Composed by Abdul Alhazred, a mad poet of Sanaá, in Yemen, who is said to have flourished during the period of the Ommiade caliphs, circa 700 A.D. He visited the ruins of Babylon and the subterranean secrets of Memphis and spent ten years alone in the great southern desert of Arabia—the Roba el Khaliyeh or “Empty Space” of the ancients—and “Dahna” or “Crimson” desert of the modern Arabs, which is held to be inhabited by protective evil spirits and monsters of death.
Of this desert many strange and unbelievable marvels are told by those who pretend to have penetrated it. In his last years Alhazred dwelt in Damascus, where the Necronomicon (Al Azif) was written, and of his final death or disappearance (738 A.D.) many terrible and conflicting things are told. He is said by Ebn Khallikan (12th cent. biographer) to have been seized by an invisible monster in broad daylight and devoured horribly before a large number of fright-frozen witnesses. Of his madness many things are told. He claimed to have seen fabulous Irem, or City of Pillars, and to have found beneath the ruins of a certain nameless desert town the shocking annals and secrets of a race older than mankind. He was only an indifferent Moslem, worshipping unknown entities whom he called Yog-Sothoth and Cthulhu.
In A.D. 950 the Azif, which had gained a considerable tho’ surreptitious circulation amongst the philosophers of the age, was secretly translated into Greek by Theodorus Philetas of Constantinople under the title Necronomicon. For a century it impelled certain experimenters to terrible attempts, when it was suppressed and burnt by the patriarch Michael. After this it is only heard of furtively, but (1228) Olaus Wormius made a Latin translation later in the Middle Ages, and the Latin text was printed twice—once in the fifteenth century in black-letter (evidently in Germany) and once in the seventeenth (prob. Spanish)—both editions being without identifying marks, and located as to time and place by internal typographical evidence only.

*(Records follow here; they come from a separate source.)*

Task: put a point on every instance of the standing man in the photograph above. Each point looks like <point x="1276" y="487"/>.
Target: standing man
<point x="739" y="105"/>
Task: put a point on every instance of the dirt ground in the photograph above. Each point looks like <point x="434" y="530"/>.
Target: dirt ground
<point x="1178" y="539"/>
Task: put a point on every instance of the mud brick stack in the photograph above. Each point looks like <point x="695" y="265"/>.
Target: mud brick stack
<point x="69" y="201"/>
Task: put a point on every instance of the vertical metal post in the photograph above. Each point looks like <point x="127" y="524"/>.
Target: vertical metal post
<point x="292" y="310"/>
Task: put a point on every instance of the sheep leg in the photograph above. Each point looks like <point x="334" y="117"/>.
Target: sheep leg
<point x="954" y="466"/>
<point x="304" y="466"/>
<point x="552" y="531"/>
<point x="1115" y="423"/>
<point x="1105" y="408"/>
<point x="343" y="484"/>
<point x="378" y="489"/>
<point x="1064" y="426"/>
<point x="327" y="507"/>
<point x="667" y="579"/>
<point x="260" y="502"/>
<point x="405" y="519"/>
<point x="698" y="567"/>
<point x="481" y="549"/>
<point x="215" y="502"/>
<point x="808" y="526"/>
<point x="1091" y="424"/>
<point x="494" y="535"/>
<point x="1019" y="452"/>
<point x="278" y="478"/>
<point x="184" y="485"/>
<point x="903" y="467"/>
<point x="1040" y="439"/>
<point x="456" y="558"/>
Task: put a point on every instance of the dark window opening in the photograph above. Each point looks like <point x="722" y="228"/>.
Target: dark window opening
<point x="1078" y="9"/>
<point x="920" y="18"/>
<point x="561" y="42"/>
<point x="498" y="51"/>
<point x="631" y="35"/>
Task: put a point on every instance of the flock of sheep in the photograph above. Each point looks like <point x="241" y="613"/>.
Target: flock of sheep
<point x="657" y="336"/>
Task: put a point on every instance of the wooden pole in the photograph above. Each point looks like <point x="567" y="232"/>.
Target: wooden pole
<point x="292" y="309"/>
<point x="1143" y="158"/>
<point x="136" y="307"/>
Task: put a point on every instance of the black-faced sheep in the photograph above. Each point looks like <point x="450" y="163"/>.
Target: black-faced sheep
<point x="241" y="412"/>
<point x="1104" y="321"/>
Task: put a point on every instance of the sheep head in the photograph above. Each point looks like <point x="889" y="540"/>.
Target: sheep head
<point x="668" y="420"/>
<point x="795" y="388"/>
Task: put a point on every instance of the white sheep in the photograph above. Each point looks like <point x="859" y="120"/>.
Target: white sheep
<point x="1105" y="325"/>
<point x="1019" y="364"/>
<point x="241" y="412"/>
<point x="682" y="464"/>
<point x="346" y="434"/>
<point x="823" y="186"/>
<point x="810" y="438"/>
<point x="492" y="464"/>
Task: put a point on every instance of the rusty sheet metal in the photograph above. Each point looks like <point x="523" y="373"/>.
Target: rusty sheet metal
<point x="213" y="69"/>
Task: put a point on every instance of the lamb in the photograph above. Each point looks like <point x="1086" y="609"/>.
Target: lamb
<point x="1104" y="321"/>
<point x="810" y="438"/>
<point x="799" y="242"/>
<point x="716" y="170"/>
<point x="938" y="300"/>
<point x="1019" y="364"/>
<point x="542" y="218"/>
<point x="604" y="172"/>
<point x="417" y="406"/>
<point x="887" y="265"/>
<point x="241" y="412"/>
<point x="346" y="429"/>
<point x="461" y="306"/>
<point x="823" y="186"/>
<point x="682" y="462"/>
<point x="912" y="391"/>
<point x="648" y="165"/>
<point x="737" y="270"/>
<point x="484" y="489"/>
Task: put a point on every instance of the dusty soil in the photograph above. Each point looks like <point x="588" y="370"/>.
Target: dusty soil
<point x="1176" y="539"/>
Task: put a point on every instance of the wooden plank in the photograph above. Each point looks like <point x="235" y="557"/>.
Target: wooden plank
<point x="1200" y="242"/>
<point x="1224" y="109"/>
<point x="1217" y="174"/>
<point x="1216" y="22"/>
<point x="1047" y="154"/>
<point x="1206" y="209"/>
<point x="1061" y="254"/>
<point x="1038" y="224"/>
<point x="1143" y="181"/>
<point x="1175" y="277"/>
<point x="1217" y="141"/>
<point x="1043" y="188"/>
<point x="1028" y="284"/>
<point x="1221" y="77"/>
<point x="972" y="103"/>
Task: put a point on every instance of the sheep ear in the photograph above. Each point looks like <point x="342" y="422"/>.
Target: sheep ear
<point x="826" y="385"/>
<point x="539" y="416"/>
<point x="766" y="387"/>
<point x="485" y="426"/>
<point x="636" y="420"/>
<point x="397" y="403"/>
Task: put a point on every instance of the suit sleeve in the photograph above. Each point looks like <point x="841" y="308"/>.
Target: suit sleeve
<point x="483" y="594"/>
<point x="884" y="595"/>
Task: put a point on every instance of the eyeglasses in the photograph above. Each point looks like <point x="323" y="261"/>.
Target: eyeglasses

The work both Latin and Greek was banned by Pope Gregory IX in 1232, shortly after its Latin translation, which called attention to it. The Arabic original was lost as early as Wormius’ time, as indicated by his prefatory note; and no sight of the Greek copy—which was printed in Italy between 1500 and 1550—has been reported since the burning of a certain Salem man’s library in 1692. An English translation made by Dr. Dee was never printed, and exists only in fragments recovered from the original manuscript.
Of the Latin texts now existing one (15th cent.) is known to be in the British Museum under lock and key, while another (17th cent.) is in the Bibliothèque Nationale at Paris. A seventeenth-century edition is in the Widener Library at Harvard, and in the library of Miskatonic University at Arkham. Also in the library of the University of Buenos Aires. Numerous other copies probably exist in secret, and a fifteenth-century one is persistently rumoured to form part of the collection of a celebrated American millionaire.
A still vaguer rumour credits the preservation of a sixteenth-century Greek text in the Salem family of Pickman; but if it was so preserved, it vanished with the artist R.U. Pickman, who disappeared early in 1926. The book is rigidly suppressed by the authorities of most countries, and by all branches of organised ecclesiasticism. Reading leads to terrible consequences.''

Don't say we didn't warn you:
"That is not dead which can eternal lie, and with strange aeons even death may die!"